Ahora, la abadesa les miraba con un ojo castaño normal. El otro, semioculto tras el pómulo roto e hinchado, estaba cerrado por la hinchazón y cubierto de sangre coagulada de la ceja, que presentaba una hendidura en el punto más elevado del arco. La herida estaba en carne viva, y la sangre había resbalado sobre una sien y una mejilla, así como por un lado de la nariz, que también estaba rota y sangraba sobre el labio superior purpúreo.

Aparte de las heridas, su físico no era notable. Era menuda, no tendría más de veinte años, muy joven para haber conseguido el cargo de abadesa y reputaciones tan contradictorias.

Sin embargo, había belleza en su porte, en su serena dignidad ante una fortuna tan desastrosa. De los innumerables prisioneros que Michel había visto durante sus años de servicio con el padre Charles, era la única que no demostraba miedo.

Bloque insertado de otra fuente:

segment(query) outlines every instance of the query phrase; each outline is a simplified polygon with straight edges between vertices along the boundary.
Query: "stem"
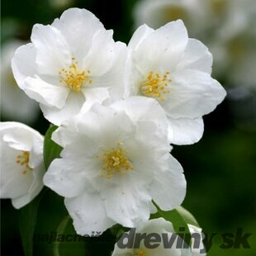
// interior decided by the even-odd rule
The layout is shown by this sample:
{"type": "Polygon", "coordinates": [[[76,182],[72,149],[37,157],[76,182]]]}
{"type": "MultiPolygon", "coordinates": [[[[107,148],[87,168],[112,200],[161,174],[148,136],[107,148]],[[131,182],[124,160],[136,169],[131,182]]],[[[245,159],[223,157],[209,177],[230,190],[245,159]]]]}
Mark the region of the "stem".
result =
{"type": "MultiPolygon", "coordinates": [[[[59,226],[57,228],[57,237],[58,237],[59,234],[63,234],[64,232],[69,220],[70,220],[70,216],[65,216],[65,217],[63,218],[62,221],[60,222],[60,224],[59,225],[59,226]]],[[[58,241],[56,241],[54,244],[53,252],[54,252],[54,255],[55,256],[60,256],[60,254],[59,254],[59,244],[60,244],[60,242],[58,242],[58,241]]]]}

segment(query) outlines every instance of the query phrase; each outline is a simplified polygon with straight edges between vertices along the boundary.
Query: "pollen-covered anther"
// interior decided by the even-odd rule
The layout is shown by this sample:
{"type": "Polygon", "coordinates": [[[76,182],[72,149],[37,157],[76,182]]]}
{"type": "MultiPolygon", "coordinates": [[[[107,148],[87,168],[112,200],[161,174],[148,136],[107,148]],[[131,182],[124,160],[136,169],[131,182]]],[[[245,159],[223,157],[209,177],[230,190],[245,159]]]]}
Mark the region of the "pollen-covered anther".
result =
{"type": "Polygon", "coordinates": [[[23,151],[22,154],[19,154],[16,158],[16,163],[24,166],[25,169],[22,171],[23,174],[31,171],[32,168],[28,165],[30,160],[30,153],[28,151],[23,151]]]}
{"type": "Polygon", "coordinates": [[[167,71],[164,75],[160,75],[159,73],[150,71],[140,84],[141,93],[160,101],[165,101],[164,95],[171,92],[168,88],[168,83],[172,82],[172,79],[168,78],[169,73],[167,71]]]}
{"type": "Polygon", "coordinates": [[[78,66],[78,63],[75,61],[75,58],[73,57],[71,64],[68,69],[59,70],[61,78],[59,82],[69,86],[71,90],[78,92],[86,83],[89,84],[92,83],[92,79],[88,79],[90,73],[89,69],[82,70],[78,66]]]}
{"type": "MultiPolygon", "coordinates": [[[[111,150],[102,149],[102,152],[103,171],[101,173],[101,178],[110,179],[116,173],[126,174],[129,170],[134,169],[127,158],[127,151],[122,149],[121,143],[111,150]]],[[[96,158],[98,156],[96,155],[96,158]]]]}

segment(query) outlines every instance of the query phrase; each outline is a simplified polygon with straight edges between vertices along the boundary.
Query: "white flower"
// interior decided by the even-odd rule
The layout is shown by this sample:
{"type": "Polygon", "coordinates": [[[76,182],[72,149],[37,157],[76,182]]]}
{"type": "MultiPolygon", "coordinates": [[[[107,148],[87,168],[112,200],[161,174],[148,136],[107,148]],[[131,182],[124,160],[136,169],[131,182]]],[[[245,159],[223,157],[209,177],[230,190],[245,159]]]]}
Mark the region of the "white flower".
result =
{"type": "Polygon", "coordinates": [[[203,133],[201,116],[226,94],[211,77],[212,56],[207,48],[188,38],[180,20],[156,31],[140,26],[128,48],[126,97],[141,95],[159,101],[173,130],[172,143],[198,141],[203,133]]]}
{"type": "MultiPolygon", "coordinates": [[[[136,228],[135,234],[131,230],[125,233],[115,244],[112,256],[206,255],[201,229],[191,225],[188,225],[188,228],[192,237],[192,250],[186,246],[181,249],[179,244],[183,244],[182,237],[176,235],[172,223],[159,218],[141,224],[136,228]],[[136,234],[143,234],[143,239],[136,239],[136,234]],[[149,248],[150,246],[155,248],[149,248]]],[[[181,232],[182,235],[183,233],[181,232]]]]}
{"type": "Polygon", "coordinates": [[[19,88],[11,68],[14,52],[23,43],[10,40],[2,45],[1,50],[1,114],[5,119],[31,124],[38,116],[38,104],[19,88]]]}
{"type": "Polygon", "coordinates": [[[255,2],[227,2],[225,20],[208,44],[216,59],[214,70],[229,85],[255,88],[255,2]]]}
{"type": "Polygon", "coordinates": [[[32,43],[12,59],[19,87],[40,103],[50,121],[59,125],[83,104],[121,98],[125,44],[85,9],[70,8],[51,25],[34,26],[32,43]]]}
{"type": "Polygon", "coordinates": [[[65,121],[52,139],[64,147],[44,183],[65,197],[78,234],[149,219],[152,199],[164,210],[179,206],[186,181],[169,154],[167,120],[157,101],[130,97],[95,104],[65,121]]]}
{"type": "Polygon", "coordinates": [[[1,122],[1,198],[11,198],[19,209],[43,187],[44,137],[17,122],[1,122]]]}

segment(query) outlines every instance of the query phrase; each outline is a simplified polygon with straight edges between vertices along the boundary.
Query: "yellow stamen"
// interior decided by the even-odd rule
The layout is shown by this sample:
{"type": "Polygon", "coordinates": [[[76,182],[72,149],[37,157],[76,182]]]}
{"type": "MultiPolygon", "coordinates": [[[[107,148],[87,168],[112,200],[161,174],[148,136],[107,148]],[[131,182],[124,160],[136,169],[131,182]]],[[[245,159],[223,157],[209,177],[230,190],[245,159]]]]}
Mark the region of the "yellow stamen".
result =
{"type": "MultiPolygon", "coordinates": [[[[74,62],[75,58],[72,57],[71,59],[71,64],[68,69],[59,70],[59,74],[61,78],[59,82],[69,86],[71,90],[78,92],[81,88],[85,85],[85,82],[88,78],[88,73],[90,73],[91,71],[80,69],[78,62],[74,62]]],[[[91,84],[92,83],[92,80],[90,79],[88,83],[91,84]]]]}
{"type": "MultiPolygon", "coordinates": [[[[102,149],[102,151],[103,171],[100,174],[101,178],[110,179],[116,173],[126,174],[129,170],[133,170],[127,158],[127,151],[122,149],[121,143],[117,143],[117,146],[111,150],[102,149]]],[[[96,158],[98,158],[98,154],[96,158]]]]}
{"type": "Polygon", "coordinates": [[[167,71],[164,75],[160,75],[159,73],[150,71],[146,78],[140,83],[141,93],[160,101],[165,101],[163,94],[170,93],[170,90],[167,89],[168,83],[172,82],[168,78],[169,73],[167,71]]]}
{"type": "Polygon", "coordinates": [[[17,155],[16,158],[16,163],[25,167],[25,169],[22,171],[22,174],[26,174],[27,172],[32,170],[32,168],[28,165],[29,160],[30,153],[28,151],[23,151],[22,154],[17,155]]]}

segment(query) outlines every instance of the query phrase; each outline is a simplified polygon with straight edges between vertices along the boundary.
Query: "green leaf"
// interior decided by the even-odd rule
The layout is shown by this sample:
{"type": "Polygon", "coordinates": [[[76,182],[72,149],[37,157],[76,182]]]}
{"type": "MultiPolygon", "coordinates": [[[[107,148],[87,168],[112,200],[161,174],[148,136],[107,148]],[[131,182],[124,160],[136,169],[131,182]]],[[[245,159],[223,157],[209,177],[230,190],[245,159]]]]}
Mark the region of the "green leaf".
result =
{"type": "Polygon", "coordinates": [[[32,201],[19,211],[19,229],[25,256],[33,255],[33,235],[38,208],[40,199],[47,190],[45,187],[32,201]]]}
{"type": "Polygon", "coordinates": [[[58,128],[56,126],[50,126],[46,131],[44,141],[44,161],[46,169],[48,169],[50,163],[57,158],[63,148],[51,140],[52,133],[58,128]]]}
{"type": "Polygon", "coordinates": [[[187,217],[188,211],[187,210],[184,211],[184,208],[181,210],[179,207],[172,211],[162,211],[154,202],[154,205],[156,206],[158,211],[155,214],[151,215],[150,219],[163,217],[166,220],[170,221],[173,224],[175,233],[185,234],[184,241],[187,244],[191,244],[191,233],[187,225],[187,224],[190,223],[187,222],[189,219],[187,217]],[[183,216],[184,212],[187,213],[187,216],[183,216]]]}
{"type": "Polygon", "coordinates": [[[190,224],[195,225],[197,227],[200,227],[198,222],[195,219],[195,217],[184,207],[178,206],[176,208],[178,213],[183,216],[183,220],[186,221],[187,224],[190,224]]]}

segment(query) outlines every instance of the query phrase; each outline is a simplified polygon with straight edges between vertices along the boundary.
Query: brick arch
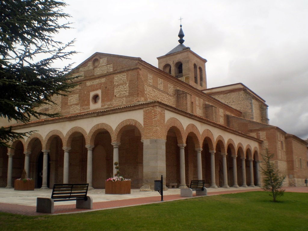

La memoria le trasladó de nuevo a Aviñón, al momento en que había levantado la vista del hombre herido y le había mirado a él, a Michel. Se quedó convencido de que le conocía a la perfección, todos sus pensamientos, todos los impulsos de su corazón. Proyectó un amor especial hacia él, un amor tan santo, tan puro, tan intenso, que apenas pudo tenerse en pie. No obstante, le había devuelto la mirada, y su amor, con la certeza de que Dios estaba allí.

Al punto, una lascivia más poderosa que nunca le había consumido, pero no concentrada solo en sus ingles, sino en todo su cuerpo, hasta los dedos de los pies le ardían de deseo. Avergonzado, contrito por sentir deseo sexual hacia una santa, había rezado de nuevo: «Vade retro, Satanás, Dios te salve María, llena eres de gracia…».